Delph went out to meet her, and marveled that any woman from Chicago could look so like a farmer's wife. Emma was brown as a fodder blade, and her hands looked as if she might have a garden. She was a tall, wide-shouldered woman, larger than Dorie, but with her mother's blue-gray eyes and hearty way of shaking hands. She smiled at Delph, and wanted to know if Burr-Head had cut any more teeth. Oh, yes, she knew all about Burr-Head. She took the county paper, and always read Delph's news.
Delph suggested that it would be pleasanter in the house, but both Emma and Dorie said they might just as well string tobacco while they talked, Delph was pleased by her friendliness and her air of being always at home, but during that day and the numerous other times she was with Emma through the month of her vacation, the pleasure of knowing her was weakened at times by disappointment.
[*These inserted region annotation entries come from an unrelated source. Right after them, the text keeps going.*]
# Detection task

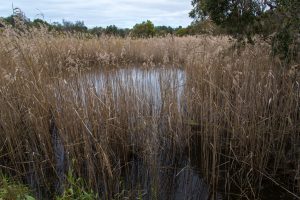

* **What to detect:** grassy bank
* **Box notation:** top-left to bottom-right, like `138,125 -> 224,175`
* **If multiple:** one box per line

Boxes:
0,25 -> 300,199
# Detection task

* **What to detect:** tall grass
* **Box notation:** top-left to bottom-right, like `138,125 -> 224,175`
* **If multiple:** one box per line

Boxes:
0,23 -> 300,199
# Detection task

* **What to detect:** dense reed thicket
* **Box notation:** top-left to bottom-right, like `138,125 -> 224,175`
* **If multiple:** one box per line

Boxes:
0,24 -> 300,199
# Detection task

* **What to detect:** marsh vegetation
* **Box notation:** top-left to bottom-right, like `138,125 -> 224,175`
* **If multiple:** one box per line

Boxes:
0,22 -> 300,199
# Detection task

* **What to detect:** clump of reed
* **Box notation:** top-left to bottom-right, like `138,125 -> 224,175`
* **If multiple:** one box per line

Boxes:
0,23 -> 300,199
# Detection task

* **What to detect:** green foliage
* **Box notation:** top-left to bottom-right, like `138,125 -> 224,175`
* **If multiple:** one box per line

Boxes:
0,175 -> 35,200
56,169 -> 98,200
131,20 -> 155,38
190,0 -> 300,63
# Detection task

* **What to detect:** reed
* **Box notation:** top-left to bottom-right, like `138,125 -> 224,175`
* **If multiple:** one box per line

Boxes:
0,24 -> 300,199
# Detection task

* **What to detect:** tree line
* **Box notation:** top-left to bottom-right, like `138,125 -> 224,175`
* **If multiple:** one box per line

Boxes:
0,8 -> 222,38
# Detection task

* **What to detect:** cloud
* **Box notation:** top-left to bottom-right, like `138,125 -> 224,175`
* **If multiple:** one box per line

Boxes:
0,0 -> 192,27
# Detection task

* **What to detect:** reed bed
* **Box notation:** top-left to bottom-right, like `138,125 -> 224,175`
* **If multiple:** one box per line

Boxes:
0,27 -> 300,199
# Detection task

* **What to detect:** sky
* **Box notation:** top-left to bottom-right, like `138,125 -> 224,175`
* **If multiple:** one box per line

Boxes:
0,0 -> 192,28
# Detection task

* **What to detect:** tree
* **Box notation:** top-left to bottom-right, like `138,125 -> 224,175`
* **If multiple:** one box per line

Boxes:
190,0 -> 300,63
131,20 -> 155,38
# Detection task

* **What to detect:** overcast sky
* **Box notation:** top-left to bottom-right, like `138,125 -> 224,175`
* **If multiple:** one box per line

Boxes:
0,0 -> 192,28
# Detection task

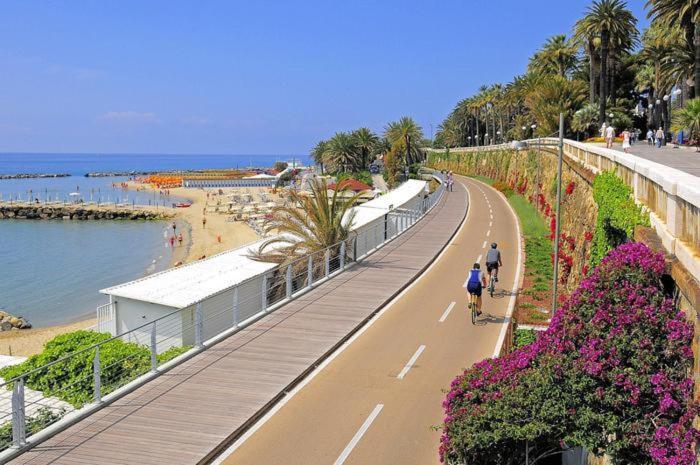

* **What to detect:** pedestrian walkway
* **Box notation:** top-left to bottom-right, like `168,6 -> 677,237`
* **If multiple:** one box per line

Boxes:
10,184 -> 467,465
614,142 -> 700,176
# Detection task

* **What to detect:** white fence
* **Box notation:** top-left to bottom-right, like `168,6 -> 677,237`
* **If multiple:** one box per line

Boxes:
0,174 -> 444,463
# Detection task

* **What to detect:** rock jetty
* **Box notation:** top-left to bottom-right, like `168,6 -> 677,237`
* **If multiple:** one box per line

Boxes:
0,173 -> 72,179
0,310 -> 32,332
0,204 -> 172,221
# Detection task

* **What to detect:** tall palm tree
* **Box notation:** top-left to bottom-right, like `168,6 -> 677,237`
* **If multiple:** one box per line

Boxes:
311,140 -> 328,173
254,180 -> 360,263
672,98 -> 700,151
384,116 -> 423,166
351,127 -> 379,169
325,132 -> 362,171
530,34 -> 578,77
575,0 -> 638,121
646,0 -> 700,96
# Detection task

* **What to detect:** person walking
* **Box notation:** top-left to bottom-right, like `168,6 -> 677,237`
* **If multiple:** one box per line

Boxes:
622,129 -> 631,153
656,128 -> 666,149
605,125 -> 615,149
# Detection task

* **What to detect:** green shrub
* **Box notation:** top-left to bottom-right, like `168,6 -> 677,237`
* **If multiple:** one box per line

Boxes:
591,171 -> 649,266
513,329 -> 537,349
0,331 -> 189,408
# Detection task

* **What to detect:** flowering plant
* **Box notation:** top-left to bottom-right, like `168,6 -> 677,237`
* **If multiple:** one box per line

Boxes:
440,243 -> 700,465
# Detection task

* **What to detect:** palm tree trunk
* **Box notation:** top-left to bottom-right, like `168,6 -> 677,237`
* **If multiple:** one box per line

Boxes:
598,29 -> 610,124
608,53 -> 617,105
588,39 -> 602,103
693,22 -> 700,97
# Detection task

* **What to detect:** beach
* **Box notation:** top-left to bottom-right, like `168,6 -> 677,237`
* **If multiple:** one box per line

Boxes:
0,182 -> 276,356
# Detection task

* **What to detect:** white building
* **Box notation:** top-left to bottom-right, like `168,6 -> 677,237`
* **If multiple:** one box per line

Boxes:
97,180 -> 427,351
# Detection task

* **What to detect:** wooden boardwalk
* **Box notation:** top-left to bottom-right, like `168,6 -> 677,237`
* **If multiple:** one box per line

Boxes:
10,184 -> 467,465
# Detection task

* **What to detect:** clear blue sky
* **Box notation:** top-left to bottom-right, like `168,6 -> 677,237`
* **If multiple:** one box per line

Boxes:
0,0 -> 647,156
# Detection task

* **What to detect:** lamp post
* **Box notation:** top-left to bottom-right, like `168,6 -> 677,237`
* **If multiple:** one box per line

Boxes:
552,113 -> 564,315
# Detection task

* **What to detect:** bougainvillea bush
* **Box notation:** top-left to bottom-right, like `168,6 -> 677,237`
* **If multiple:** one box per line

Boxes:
440,243 -> 699,465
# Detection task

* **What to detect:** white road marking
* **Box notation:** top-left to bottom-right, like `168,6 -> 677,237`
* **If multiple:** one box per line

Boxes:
333,404 -> 384,465
397,346 -> 425,379
438,302 -> 457,323
205,182 -> 478,465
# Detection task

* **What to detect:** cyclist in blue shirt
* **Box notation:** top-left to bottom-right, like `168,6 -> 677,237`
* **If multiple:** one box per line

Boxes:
467,263 -> 486,315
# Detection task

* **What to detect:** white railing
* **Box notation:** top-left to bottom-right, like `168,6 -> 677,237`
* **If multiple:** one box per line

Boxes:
0,175 -> 444,463
430,138 -> 700,277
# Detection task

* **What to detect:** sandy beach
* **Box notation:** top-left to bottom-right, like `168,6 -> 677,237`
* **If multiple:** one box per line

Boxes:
0,183 -> 269,356
0,318 -> 96,357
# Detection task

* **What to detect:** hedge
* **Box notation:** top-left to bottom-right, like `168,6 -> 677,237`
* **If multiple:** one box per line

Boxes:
0,330 -> 190,408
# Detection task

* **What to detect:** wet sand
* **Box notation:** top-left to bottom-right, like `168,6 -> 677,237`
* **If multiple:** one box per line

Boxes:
0,183 -> 268,356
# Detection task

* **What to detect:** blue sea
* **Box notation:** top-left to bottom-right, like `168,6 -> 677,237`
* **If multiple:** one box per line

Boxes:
0,153 -> 309,327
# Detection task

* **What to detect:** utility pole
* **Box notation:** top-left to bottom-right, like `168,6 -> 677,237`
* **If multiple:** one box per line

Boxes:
552,113 -> 564,315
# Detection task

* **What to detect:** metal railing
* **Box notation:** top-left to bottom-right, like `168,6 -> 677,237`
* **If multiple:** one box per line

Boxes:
0,176 -> 444,456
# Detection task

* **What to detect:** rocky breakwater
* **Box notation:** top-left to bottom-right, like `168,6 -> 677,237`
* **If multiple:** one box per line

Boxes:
0,204 -> 173,221
0,310 -> 32,332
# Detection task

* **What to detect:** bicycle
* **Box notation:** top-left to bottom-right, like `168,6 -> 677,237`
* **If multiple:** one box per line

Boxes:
486,276 -> 497,298
469,294 -> 479,325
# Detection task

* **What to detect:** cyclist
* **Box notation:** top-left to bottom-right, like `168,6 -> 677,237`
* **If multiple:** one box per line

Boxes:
467,263 -> 486,315
486,242 -> 503,283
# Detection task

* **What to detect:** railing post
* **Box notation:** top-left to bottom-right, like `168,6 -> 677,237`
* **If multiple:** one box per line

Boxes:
340,241 -> 345,271
306,253 -> 314,287
194,302 -> 204,347
233,286 -> 238,327
92,346 -> 102,404
261,273 -> 267,312
12,378 -> 27,447
285,265 -> 292,300
151,321 -> 158,371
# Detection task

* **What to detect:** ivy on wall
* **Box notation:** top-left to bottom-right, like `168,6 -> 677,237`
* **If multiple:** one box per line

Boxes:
591,171 -> 649,266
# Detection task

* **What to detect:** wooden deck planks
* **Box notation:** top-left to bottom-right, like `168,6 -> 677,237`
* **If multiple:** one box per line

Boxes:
11,189 -> 466,465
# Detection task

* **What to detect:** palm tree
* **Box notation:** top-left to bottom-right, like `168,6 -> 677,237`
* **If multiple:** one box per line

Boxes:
325,132 -> 362,172
351,127 -> 379,169
575,0 -> 638,121
646,0 -> 700,96
384,116 -> 423,166
253,179 -> 360,263
672,98 -> 700,151
311,140 -> 328,173
530,34 -> 578,77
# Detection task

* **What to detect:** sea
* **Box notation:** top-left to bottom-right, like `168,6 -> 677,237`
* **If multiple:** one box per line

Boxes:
0,153 -> 309,327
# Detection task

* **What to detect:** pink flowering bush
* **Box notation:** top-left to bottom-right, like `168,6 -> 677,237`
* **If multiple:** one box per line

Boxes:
440,243 -> 699,465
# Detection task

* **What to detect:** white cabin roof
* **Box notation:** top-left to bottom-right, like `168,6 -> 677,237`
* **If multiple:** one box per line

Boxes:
100,240 -> 277,308
352,179 -> 428,229
100,180 -> 426,308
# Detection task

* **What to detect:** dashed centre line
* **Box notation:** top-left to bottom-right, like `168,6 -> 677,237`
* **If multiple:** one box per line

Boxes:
333,404 -> 384,465
397,342 -> 426,379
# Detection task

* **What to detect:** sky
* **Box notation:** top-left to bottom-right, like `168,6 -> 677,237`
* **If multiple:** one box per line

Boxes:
0,0 -> 648,157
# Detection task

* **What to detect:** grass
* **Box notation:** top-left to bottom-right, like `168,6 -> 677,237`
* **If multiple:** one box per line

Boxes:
471,176 -> 554,312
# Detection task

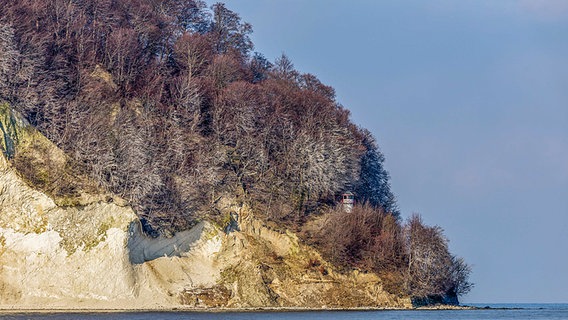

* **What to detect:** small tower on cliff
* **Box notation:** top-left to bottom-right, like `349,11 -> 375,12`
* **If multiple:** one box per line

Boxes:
341,191 -> 355,212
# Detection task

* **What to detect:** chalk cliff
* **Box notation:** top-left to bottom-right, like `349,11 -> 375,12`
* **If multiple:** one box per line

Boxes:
0,105 -> 410,309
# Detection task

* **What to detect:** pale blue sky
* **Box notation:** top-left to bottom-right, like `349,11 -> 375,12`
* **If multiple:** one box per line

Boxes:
208,0 -> 568,303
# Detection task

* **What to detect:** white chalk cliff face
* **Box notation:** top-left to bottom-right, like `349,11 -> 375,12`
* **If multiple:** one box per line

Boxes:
0,151 -> 226,309
0,108 -> 410,309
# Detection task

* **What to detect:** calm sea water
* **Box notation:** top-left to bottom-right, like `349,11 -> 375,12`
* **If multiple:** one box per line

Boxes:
0,304 -> 568,320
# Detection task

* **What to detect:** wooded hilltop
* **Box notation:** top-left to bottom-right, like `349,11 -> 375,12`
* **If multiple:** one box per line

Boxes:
0,0 -> 472,304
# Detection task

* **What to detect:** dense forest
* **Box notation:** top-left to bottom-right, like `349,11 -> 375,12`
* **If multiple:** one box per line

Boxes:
0,0 -> 472,298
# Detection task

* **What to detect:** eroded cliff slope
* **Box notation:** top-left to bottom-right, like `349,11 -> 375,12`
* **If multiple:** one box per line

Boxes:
0,105 -> 410,309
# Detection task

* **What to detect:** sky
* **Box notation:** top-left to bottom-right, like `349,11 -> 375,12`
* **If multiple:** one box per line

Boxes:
208,0 -> 568,304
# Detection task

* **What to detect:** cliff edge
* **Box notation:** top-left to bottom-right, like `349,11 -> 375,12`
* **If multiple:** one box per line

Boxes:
0,104 -> 411,309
Emma could seldom be led to talk of the things she, Delph, wanted to hear.
Now and then Delph, with Katy helping her, could lead her to talk of Chicago and life in a big department store, but they would be scarcely started before Emma would maybe insist on asking questions about some one with whom she had gone to high school, or talk of her garden. She worked in town but lived a distance out and had a large flower and vegetable garden. She was proud of her new job and a bit thrilled at the idea of living in New York, still she was worried for fear that she could never afford a place for a garden about New York. She never felt at home without a garden. That was how she got such a good tan; all the people in the office envied her her tan.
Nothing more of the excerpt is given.